The backlash would consume the next six years of his career at Coca-Cola.
“This is where the saga really gets interesting,” Porwoll said.
While most companies would have licked their wounds and conceded defeat, Coca-Cola refused to cave in.
“Coke was not used to humiliation,” Porwoll said. “And this was abject humiliation.”
In a face-saving move, it quickly reinstated the original formula, calling it “Classic.” The company also decided to sell both versions — or, as Porwoll recalls, “two nearly identical products in nearly identical red-and-white cans.”
“Confusing? You bet it was,” he said.
He recalled a cartoon skewering the New Coke debacle. It showed three bums sitting on a bench, with two pointing at the despondent-looking other guy.
Porwoll said: “The caption: ‘Remember Fred here? He’s in MARKETING! ... Remember the New Coke?’ I crossed out ‘Fred,’ and wrote in ‘Paul.’ I pinned this up in my office. It was all the motivation I needed.”
By his estimate, Coca-Cola shelled out hundreds of millions of dollars to make New Coke viable.
“We tried everything we could think of to resurrect it, but nothing worked,” he said
In 1990, the company began to pull back.

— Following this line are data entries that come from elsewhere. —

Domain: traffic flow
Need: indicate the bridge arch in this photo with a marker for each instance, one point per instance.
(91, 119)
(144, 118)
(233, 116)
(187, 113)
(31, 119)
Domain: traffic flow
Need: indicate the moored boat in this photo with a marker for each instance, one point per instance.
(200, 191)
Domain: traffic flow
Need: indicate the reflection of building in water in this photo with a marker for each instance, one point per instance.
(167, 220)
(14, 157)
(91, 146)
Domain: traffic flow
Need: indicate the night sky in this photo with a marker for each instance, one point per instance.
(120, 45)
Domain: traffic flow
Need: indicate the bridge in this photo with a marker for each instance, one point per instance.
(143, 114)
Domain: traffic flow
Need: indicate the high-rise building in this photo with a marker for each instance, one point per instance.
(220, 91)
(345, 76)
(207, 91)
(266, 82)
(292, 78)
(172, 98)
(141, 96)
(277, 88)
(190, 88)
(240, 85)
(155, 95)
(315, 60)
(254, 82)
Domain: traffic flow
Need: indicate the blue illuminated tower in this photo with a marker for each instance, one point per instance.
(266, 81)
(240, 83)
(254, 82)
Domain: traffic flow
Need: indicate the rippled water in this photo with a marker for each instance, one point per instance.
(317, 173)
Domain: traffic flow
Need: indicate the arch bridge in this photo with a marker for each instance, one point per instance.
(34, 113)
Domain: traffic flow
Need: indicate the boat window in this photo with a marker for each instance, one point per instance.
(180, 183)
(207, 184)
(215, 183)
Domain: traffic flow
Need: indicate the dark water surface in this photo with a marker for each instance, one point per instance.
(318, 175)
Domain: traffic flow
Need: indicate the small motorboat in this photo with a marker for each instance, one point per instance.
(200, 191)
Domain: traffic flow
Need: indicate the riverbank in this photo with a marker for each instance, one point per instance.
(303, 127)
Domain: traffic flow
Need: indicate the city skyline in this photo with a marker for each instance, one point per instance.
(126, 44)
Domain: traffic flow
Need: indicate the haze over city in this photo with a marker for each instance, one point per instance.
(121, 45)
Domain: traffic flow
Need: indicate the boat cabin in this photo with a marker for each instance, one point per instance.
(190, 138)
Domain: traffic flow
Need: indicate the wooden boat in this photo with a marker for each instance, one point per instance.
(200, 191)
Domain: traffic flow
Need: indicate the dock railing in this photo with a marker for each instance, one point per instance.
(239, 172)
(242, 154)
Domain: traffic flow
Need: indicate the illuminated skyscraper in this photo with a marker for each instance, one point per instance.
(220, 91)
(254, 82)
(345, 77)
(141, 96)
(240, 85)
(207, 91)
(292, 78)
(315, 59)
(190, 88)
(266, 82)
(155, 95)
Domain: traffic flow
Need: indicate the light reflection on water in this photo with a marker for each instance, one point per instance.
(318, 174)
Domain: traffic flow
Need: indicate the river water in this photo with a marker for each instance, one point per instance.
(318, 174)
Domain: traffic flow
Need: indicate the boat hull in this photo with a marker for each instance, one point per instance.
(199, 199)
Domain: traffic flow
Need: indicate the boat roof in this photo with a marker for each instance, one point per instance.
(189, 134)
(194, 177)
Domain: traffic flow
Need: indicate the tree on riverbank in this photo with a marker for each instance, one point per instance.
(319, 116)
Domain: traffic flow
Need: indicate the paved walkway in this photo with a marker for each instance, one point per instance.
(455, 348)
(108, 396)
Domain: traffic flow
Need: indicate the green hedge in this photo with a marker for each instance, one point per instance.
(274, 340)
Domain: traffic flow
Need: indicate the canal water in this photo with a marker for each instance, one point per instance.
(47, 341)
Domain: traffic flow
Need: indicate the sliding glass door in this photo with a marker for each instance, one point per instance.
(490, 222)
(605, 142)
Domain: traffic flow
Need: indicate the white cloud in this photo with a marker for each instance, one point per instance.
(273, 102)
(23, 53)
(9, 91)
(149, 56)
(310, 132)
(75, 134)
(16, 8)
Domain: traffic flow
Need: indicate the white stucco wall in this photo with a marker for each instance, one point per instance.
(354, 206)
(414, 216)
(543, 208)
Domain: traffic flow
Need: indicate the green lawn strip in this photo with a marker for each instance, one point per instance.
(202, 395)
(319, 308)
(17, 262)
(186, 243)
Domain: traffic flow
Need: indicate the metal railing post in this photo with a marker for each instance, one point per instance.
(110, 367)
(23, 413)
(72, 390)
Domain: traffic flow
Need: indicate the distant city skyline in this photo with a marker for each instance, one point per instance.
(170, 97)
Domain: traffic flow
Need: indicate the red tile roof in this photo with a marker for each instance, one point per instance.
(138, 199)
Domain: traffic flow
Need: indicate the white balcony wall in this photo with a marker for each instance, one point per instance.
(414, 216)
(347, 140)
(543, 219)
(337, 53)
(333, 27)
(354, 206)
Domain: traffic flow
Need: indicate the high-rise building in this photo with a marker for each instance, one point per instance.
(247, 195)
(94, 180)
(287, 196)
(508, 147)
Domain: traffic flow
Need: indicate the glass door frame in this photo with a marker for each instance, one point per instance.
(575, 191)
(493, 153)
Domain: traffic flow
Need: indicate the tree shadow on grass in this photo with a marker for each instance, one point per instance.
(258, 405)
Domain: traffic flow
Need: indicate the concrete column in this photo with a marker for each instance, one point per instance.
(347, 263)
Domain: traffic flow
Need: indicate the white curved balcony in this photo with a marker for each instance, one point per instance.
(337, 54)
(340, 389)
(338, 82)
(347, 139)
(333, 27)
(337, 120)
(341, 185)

New Coke was rebranded as “Coke II” in new packaging. The sole test market was Spokane, Wash. The media declared it a failure in just a few weeks, Porwoll said. Coca-Cola offered its local bottlers the option of offering Coke II to their customers.
“Very few did,” he said.
The brand languished in obscurity before quietly being put to pasture in the Pacific Northwest, far from the Atlanta headquarters.
“This was now seven years after New Coke was introduced,” Porwoll said.

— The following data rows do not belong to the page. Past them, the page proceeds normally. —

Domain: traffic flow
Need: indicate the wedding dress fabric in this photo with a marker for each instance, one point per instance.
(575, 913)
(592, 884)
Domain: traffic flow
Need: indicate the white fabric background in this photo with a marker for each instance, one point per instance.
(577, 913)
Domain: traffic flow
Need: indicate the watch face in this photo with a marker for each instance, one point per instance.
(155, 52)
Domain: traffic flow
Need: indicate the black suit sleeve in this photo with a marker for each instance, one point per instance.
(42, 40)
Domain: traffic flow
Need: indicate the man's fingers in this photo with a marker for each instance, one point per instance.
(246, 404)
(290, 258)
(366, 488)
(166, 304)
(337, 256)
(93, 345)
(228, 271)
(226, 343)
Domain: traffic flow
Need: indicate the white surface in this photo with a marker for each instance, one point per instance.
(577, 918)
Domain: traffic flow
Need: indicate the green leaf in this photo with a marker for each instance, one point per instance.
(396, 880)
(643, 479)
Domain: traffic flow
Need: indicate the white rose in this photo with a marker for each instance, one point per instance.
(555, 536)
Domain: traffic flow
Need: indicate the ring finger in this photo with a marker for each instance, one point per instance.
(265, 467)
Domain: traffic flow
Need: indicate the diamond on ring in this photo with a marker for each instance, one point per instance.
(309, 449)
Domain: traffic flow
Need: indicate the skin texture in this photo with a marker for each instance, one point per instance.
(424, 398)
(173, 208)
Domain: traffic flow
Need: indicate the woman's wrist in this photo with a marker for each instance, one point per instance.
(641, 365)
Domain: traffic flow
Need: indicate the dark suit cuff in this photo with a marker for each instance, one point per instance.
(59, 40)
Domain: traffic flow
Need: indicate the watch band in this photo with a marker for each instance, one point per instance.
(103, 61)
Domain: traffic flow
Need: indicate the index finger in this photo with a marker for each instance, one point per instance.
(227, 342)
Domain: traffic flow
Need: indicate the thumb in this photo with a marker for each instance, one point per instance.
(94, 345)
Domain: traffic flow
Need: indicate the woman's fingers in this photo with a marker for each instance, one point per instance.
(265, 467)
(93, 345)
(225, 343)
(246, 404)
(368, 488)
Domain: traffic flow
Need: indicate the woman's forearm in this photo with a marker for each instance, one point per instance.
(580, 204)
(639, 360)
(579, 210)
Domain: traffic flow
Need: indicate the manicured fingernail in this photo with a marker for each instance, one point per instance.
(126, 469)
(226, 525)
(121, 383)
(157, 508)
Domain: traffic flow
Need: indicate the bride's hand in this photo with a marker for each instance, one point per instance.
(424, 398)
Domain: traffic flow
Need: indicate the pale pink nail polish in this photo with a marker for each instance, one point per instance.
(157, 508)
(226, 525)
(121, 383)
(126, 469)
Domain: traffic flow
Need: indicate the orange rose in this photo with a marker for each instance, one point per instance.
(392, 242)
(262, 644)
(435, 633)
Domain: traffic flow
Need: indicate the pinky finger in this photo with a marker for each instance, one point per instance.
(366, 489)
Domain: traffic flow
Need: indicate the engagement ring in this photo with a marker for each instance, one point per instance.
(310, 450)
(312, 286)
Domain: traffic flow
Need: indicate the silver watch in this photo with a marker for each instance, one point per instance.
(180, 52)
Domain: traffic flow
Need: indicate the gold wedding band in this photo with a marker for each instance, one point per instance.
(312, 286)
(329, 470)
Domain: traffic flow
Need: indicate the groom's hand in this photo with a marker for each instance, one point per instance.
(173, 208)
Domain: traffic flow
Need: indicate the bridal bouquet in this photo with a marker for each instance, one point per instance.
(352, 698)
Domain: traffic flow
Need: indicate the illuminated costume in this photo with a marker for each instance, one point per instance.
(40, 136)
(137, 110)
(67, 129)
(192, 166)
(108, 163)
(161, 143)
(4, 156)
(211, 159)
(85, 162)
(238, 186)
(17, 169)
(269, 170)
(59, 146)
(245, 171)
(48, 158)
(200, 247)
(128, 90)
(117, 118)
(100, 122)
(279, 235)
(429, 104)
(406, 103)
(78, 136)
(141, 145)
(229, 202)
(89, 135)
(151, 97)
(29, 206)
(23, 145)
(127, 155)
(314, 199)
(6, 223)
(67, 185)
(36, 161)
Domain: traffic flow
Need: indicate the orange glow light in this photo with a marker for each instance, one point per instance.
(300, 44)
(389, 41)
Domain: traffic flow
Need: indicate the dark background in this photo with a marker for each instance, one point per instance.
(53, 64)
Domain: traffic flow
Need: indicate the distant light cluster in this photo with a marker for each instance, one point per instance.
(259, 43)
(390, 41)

In an unexpected twist, the costly marketing misstep actually improved Coca-Cola’s position in the carbonated category, though 30 years later the company’s expanded beverage stable faces mounting competition from energy drinks and other thirst quenchers.
“Despite all the anguish, Coke’s corporate sales and market share were far better after New Coke than before,” Porwoll said. “Today, the No. 1- and 2-selling soft drinks in the U.S. are Coke and Diet Coke.”

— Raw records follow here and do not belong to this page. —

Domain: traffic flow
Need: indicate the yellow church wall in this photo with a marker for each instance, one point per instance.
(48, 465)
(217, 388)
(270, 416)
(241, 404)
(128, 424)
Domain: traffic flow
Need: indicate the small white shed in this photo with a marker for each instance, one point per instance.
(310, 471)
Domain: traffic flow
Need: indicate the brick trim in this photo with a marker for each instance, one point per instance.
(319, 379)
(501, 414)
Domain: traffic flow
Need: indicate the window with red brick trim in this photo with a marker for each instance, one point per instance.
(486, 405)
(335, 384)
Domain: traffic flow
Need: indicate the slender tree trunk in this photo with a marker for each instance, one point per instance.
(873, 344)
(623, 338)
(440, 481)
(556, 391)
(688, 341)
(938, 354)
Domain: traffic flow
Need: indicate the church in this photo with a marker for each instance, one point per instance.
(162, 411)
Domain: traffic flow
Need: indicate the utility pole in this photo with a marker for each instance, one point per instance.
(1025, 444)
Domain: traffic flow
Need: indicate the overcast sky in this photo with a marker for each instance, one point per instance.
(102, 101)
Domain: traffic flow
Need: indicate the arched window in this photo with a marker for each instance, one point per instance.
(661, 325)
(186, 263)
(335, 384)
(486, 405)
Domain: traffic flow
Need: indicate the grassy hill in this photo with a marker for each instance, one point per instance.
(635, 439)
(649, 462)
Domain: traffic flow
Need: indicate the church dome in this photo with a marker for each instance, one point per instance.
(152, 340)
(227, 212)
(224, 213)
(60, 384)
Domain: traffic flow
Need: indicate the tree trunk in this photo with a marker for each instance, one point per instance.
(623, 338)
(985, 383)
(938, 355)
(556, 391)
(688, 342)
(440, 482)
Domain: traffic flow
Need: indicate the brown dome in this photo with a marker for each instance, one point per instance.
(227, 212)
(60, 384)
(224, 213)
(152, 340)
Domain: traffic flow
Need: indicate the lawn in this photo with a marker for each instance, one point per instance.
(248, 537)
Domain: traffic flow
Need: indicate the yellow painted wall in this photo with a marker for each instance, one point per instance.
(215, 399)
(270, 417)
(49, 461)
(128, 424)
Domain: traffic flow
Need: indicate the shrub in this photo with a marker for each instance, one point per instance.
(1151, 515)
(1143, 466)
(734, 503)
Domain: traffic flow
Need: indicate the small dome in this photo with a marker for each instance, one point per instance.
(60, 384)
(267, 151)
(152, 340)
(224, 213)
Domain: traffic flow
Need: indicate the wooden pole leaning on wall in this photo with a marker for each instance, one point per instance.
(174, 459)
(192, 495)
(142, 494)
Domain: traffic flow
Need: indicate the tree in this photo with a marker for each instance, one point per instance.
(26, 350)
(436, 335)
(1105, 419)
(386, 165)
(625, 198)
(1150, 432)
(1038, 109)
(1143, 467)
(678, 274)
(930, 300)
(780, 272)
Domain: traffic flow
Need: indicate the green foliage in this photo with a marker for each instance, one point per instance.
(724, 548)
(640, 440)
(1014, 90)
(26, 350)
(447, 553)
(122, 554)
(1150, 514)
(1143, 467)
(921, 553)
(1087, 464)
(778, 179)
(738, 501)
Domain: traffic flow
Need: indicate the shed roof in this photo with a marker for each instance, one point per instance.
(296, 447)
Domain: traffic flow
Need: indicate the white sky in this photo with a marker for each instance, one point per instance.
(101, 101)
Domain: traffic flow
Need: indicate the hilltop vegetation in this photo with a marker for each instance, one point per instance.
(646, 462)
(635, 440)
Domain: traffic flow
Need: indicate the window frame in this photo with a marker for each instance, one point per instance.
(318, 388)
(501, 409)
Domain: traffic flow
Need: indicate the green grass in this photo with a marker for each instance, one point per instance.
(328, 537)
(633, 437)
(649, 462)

The former New Coke lieutenant, now retired and the historian at St. Andrew’s Parish Church in West Ashley, said the takeaway for other business marketers is both simple and timeless: “Listen to your consumers.”
“With the original formula gone, consumers felt they had lost an old friend,” he said. “They said in no uncertain terms that they owned the brand, not us. And they were livid.”
At the same time, Porwoll said, businesses still need to take calculated risks and continuously innovate. It’s all about managing that constantly shifting balance, between old and new.
“The results can be spectacular successes like Diet Coke, abysmal failures like New Coke, or anything in between,” he said.